Between Consent And Control: The Constitutional Paradox Of The SMA
- IJLLR Journal
- 42 minutes ago
- 2 min read
Nitish Sen, Birla School of Law, Birla Global University
Atulya Shree Tripathi, Birla School of Law, Birla Global University
ABSTRACT
Indian people can marry across caste, community, or religious boundaries without converting or renunciating their faith thanks to the Special Marriage Act, 1954 (SMA), which was created as a progressive, secular substitute for religious personal laws. Seven decades after it was hailed as a constitutional victory for individual autonomy, the Act now directly contradicts the fundamental rights it was designed to defend. Sections 5, 6, and 7, which are nearly exact replicas of the colonial Special Marriage Act of 1872, require couples to publicly reveal their names, ages, addresses, occupations, and intended marriage details. This exposes them to the wrath of their families, Khap panchayats, vigilante groups, and honor-based violence.
This essay makes several arguments that the notice-and-publication process is unconstitutional.
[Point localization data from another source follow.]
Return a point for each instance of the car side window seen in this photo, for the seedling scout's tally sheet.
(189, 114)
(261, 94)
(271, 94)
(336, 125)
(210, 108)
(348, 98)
First, according to the nine-judge panel in K.S. Puttaswamy (2017), it infringes against the right to privacy, which is now a component of Article 21. Every aspect of the proportionality test is violated by the mandatory distribution of sensitive personal data: there is no less invasive option when identity, age, and consent may be discreetly confirmed using passports, Aadhaar, or affidavits. Second, it creates a de facto "social veto" mechanism that permits any third party to object and postpone solemnization, undermining the fundamental right to marry the partner of one's choice, which has been consistently upheld in Lata Singh (2006), Shafin Jahan (2018), and Shakti Vahini (2018).Third, it violates Article 14 by subjecting only interfaith and intercaste couples to an onerous process, while Hindus, Muslims, Christians, Parsis, and others who marry under personal laws are exempt. This leads to hostile discrimination against a class that is already vulnerable.
The study shows how, in modern India, the notice provision—which was initially meant to prevent bigamy and coercion—has grown to be the biggest procedural trigger for honor crimes, forced separations, false criminal prosecutions, and social exclusion. The 30-day window is frequently used by hostile families and caste groups to track down, threaten, kidnap, or destroy couples, according to empirical reality.
As a result, the paper argues that Sections 5, 6, and 7 may be overturned for violating Articles 14, 15, 19, and 21 inasmuch as they require public notice and third-party complaints. Alternatively, in order to preserve the SMA as a truly freeing statute, immediate legislative reform is necessary. Dr. B.R. Ambedkar's ideal of individual dignity over social morality and constitutional morality are gravely betrayed by the persistence of these colonial remnants. SMA reform is now required by the constitution rather than being a matter of policy.